RK Watch: The Return
Times: Roy Keane, Old Trafford, the return. There will be chants and songs and cheers and perhaps, deep down, a kernel of emotion, barely acknowledged. “I’m not expecting the red carpet, hugs and kisses,” the Sunderland manager said, although each of them would be freely given if they were not so alien to his character. The truth of the matter is that Manchester United and Keane have never separated.
Aside from all the former team-mates the Irishman has assembled on Wearside – from Raimond van der Gouw and Mike Clegg, both on his coaching staff, to Kieran Richardson, Paul McShane, Liam Miller, Dwight Yorke, Andrew Cole and Danny Higginbotham – Sunderland’s new culture is pure United, pure red. Prepare, win, move on and win again.
The ethos of United has been simmering in Keane this week as he contends with a bitter, scarring experience; it is 11 years since he was last confronted with three defeats in succession, but that has been Sunderland’s reward from matches against Wigan Athletic, Liverpool and Luton Town. Losing is not in his nature, just as the champions and his erstwhile club recoil from it.
“It is not nice, certainly not nice,” Keane said. “I have felt pretty bad, but you get on with it, come into work and smile. You try to be positive, even if you have to fake it. ‘Fake it to make it’, as they say. I’ve been doing that this week. I haven’t got a cat and I wouldn’t kick my dog anyway, but trying to get some sleep has been very difficult; it’s four or five in the morning and you’re wide awake.
“That’s what defeat does to you and I hope that never changes. I would hate to lose and sleep like a baby - if it really means something to you then you should not expect a good night’s sleep but it is up to me to make sure it doesn’t happen often. We have to cope with it. It’s how you react to different setbacks, whether it’s a bad injury or bad defeat and make sure it doesn’t happen again.”
Keane believes he “was definitely born to play for (United), just as I feel I was born to manage Sunderland,” and it is the ferocious, consuming desire for victory which bound him so successfully to Sir Alex Ferguson. It is also, finally, what drove them apart, when Keane’s soaring standards began to jar with “certain people,” at the club. Carlos Quieroz, Ferguson’s assistant, is thought to be one of them.
“At the end, I didn’t get on with a couple of people, I felt they’d taken their eye off the ball and felt, going back to the pre-season, that I was getting disrespected, it was then I knew I had to go,” he says in an interview broadcast on Setanta today. “My winning attitude was accepted at the club for years, but in the last few months certain people weren’t happy with what I was trying to do at the football club – it was only a matter of time before I was going to leave the club. You accept it and get on with it.”

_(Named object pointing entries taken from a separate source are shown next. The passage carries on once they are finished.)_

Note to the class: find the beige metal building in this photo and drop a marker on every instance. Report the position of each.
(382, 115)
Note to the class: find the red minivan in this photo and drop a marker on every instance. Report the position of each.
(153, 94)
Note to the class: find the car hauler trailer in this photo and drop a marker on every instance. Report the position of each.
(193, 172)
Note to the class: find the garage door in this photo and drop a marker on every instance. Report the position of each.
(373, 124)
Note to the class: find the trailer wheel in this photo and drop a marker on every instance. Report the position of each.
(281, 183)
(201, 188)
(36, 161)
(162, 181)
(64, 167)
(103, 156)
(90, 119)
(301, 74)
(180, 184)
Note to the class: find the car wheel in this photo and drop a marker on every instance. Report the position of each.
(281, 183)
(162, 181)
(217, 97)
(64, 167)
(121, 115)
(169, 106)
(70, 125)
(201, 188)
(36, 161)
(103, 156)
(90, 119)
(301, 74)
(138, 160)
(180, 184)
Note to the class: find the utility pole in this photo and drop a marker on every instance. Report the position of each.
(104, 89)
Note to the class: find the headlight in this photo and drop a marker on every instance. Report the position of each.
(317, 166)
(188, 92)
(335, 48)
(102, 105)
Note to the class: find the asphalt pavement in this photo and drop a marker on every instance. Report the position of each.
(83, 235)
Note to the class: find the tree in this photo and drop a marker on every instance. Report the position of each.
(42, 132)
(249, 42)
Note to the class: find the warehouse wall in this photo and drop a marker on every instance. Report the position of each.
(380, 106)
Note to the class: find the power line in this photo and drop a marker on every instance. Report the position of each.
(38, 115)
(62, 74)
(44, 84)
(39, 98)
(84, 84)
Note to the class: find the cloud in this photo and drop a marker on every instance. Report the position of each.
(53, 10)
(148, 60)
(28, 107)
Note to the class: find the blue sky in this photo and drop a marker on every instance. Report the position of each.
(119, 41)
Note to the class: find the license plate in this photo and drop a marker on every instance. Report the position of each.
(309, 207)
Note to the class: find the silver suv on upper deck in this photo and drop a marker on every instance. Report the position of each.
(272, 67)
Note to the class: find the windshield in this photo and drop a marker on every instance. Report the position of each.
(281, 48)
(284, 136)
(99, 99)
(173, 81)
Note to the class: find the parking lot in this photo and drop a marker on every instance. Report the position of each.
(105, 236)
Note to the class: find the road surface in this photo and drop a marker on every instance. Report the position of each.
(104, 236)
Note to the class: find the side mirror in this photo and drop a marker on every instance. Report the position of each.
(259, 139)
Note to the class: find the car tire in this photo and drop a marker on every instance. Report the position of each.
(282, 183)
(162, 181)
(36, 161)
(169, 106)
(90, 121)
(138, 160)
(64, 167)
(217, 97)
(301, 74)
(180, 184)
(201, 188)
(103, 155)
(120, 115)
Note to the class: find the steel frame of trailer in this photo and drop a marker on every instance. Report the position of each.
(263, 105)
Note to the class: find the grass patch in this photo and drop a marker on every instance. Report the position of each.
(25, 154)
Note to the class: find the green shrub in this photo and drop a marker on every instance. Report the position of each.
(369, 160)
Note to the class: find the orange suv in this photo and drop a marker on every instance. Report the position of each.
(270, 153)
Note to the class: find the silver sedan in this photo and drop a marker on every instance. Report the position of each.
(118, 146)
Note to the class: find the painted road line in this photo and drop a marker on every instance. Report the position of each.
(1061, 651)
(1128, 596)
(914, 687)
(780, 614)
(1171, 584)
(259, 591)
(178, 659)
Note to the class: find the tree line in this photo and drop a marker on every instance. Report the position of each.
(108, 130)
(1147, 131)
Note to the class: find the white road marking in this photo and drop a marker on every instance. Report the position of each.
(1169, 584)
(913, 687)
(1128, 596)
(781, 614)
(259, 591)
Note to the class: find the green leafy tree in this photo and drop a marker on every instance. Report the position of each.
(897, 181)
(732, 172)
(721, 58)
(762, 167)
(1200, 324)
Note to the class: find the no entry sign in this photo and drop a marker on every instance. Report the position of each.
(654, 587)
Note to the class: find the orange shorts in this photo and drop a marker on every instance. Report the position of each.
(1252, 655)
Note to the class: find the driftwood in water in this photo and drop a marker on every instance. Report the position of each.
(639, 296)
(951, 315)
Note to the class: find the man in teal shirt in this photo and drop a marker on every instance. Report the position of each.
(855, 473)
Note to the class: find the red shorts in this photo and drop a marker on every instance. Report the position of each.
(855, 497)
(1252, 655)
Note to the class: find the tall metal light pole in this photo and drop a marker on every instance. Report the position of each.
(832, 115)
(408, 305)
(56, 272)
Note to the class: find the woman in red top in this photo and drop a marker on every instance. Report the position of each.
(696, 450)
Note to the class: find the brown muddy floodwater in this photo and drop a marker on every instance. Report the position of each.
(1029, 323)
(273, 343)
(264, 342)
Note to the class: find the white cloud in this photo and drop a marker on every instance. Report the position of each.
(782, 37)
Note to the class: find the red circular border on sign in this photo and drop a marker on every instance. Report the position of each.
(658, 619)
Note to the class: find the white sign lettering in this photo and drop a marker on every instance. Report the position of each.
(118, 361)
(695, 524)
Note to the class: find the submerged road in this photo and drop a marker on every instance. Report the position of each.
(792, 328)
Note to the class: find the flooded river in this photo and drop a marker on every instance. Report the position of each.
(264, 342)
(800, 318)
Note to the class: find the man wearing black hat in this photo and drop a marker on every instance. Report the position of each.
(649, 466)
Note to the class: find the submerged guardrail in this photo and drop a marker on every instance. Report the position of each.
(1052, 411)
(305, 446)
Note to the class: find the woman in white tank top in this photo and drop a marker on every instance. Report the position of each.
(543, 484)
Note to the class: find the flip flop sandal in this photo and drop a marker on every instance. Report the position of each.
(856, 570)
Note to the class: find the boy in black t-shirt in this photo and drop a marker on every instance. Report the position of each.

Yet the bond had been formidable. “You work with people and see them close hand – whether it’s playing cards on the bus or in five-a-sides – and some people have it,” Keane said. “Alex Ferguson obviously has it; he has upset a lot of people over the years because of his winning attitude and mentality. He won’t let people get in his way and some people don’t like that.
“I actually don’t mind it, but because you need that as manager of a big club like Manchester United, you will upset people along the way and no doubt I have done that since I came here, whether its players or staff, you have to get that into the fabric of your club. But he looks well, as hungry and as fresh as ever. He wants to win. I love that in people, I identify with it and it was fantastic working with him.”
United felt like Keane’s destiny; he won seven league titles there, four FA Cups, the Champions League. “I just felt it was always going to happen, me going there,” he said. “I loved every minute of it, loved everything about being a Man United player, the players, the pressure, the club, working with the manager, working with the people in the background. It is a fantastic club and if any player gets the chance to play for them you have to take it. It is absolutely brilliant, a brilliant club.
“I’ll never get away from my history, because that’s part of my life and there is no getting away from that, but I’m here and I am enjoying it and the challenge is there for everyone to see. I haven’t got a clue how I’ll feel when I go back. United fans always seem to be generous with ex-players, I’ve played there and they have always given them a good reception and rightly so but we’ll see.
“There’s no point dwelling on it and getting all emotional. I won’t because I have too much on my plate to be worried about my own feelings and Sunderland is part of my future. The fans might give me applause but they’ll want to beat us and rightly so. You can’t get sidetracked by emotions in this game.”